This repository consists of dualGSEA()
R function created for the preprint BioRxiv submission:
"Evaluation of Gene Set Enrichment Analysis (GSEA) tools highlights the value of single sample approaches over pairwise for robust biological discovery."
Before you run the function dualGSEA()
, please make sure:
- Your input data are structured accordingly:
- Expression data (Microarray or RNA-seq): As dataframe with your gene symbols as your rows and sample ids as your columns. NOTE:
dualGSEA
does not provide option for altering parameters in the dependency functions such as forfgsea
orgsva
and utilises the default parameters. NOTE: for RNA-seq data, the recommendation is you have your normalised data to run rather than raw counts (as the function relies onlimma
for ranking method and notDESeq
, and currently, the function does not include the input rankings from user directly.). - Group data: Please make sure the groups are of n=2 groupings for pairwise comparisons.
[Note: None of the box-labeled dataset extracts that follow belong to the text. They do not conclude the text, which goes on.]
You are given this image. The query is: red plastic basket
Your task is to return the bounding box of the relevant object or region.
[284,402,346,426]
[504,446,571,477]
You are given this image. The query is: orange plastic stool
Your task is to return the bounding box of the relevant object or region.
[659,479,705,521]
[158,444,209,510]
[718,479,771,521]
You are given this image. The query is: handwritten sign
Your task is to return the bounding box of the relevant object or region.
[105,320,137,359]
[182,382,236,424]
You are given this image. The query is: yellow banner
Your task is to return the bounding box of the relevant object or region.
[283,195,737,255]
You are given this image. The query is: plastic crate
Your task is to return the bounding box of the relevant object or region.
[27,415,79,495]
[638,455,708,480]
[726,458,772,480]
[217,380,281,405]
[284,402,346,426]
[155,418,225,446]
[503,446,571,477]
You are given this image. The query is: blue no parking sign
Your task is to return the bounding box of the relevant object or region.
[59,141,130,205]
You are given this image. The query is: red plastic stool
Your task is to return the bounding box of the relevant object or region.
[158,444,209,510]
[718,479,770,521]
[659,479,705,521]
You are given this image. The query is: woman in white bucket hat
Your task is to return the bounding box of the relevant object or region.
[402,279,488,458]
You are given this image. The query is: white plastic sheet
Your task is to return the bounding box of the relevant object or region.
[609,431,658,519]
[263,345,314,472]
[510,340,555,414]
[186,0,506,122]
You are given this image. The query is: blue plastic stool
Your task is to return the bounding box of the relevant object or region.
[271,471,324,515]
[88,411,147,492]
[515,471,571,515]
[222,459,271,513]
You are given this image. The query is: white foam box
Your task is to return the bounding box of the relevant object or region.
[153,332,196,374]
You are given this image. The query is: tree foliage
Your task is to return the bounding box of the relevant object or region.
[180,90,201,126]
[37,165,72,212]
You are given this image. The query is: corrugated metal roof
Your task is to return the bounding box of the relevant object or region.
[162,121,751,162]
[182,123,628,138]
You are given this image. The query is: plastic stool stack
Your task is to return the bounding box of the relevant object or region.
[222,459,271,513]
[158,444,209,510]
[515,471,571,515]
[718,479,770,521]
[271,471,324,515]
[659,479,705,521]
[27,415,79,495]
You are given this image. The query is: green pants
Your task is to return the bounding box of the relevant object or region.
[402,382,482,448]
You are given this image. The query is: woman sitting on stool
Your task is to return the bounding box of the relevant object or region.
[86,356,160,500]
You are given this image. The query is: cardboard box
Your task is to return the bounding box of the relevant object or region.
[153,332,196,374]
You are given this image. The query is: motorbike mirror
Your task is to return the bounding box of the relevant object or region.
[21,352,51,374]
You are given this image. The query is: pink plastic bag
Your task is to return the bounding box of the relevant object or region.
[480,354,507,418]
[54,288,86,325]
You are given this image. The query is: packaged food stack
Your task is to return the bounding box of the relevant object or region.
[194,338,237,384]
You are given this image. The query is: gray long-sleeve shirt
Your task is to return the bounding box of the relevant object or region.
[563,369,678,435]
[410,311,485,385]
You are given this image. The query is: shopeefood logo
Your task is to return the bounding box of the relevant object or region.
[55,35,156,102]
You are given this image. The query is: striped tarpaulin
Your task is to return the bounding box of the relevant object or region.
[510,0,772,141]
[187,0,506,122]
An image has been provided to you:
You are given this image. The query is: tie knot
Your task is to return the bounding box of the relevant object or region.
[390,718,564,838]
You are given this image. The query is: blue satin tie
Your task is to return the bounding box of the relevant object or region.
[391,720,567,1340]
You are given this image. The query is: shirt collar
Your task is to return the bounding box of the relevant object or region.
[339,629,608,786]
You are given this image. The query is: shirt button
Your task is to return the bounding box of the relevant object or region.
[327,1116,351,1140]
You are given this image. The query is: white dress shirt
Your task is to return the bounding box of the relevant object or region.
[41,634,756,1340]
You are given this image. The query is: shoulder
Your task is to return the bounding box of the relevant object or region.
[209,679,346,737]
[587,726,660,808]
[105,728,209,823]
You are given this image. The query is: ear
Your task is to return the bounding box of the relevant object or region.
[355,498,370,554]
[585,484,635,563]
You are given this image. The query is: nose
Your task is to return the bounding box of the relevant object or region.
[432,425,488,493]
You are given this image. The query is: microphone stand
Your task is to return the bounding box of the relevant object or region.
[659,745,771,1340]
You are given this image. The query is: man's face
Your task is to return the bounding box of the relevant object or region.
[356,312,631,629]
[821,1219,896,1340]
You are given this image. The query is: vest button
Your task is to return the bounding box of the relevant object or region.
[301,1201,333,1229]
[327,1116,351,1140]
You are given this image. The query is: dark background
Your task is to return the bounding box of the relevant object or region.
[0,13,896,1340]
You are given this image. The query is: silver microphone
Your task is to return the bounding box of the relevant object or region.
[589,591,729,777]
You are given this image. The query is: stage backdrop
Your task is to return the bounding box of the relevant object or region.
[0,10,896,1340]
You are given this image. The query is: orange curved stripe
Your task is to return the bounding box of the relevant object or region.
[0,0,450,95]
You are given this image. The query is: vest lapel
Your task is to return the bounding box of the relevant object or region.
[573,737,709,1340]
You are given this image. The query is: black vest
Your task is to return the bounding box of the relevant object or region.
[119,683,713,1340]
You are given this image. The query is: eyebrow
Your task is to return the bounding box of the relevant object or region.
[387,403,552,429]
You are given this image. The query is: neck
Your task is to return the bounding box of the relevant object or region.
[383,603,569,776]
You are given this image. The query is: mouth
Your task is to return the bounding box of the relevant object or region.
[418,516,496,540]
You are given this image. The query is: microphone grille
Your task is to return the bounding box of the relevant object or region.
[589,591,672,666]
The data need to be so that the rownames are sample ids, so it can match up with expression data internally.
- GeneSet list: Please supply the gene signatures as a list. NOTE: Due to multiple outputs of the function, the execution and performance of the function may depend on the number of geneset list you supply. The larger the number of geneset list, the longer it may take to process.
- R packages requirement and installations: Please make sure you have all the dependencies packages installed and the R packages has been loaded. See below:
These are the list of required packages.
### Required R packages ----
bio_pkgs <- c("limma", "msigdbr", "DOSE", "devtools","fgsea", "enrichplot","GSVA","circlize",
"ComplexHeatmap","ggridges","pROC","cutpointr","ggalluvial","waterfalls",
"randomForest","devtools","tibble","msigdbr","data.table","tidyverse","dplyr",
"ggplot2","grid","gridExtra","ROCR","reshape2","stats","RColorBrewer","ggpubr",
"ggbeeswarm","tidyr","caret","escape", "doRNG")
github_pkgs <- c("kassambara/easyGgplot2")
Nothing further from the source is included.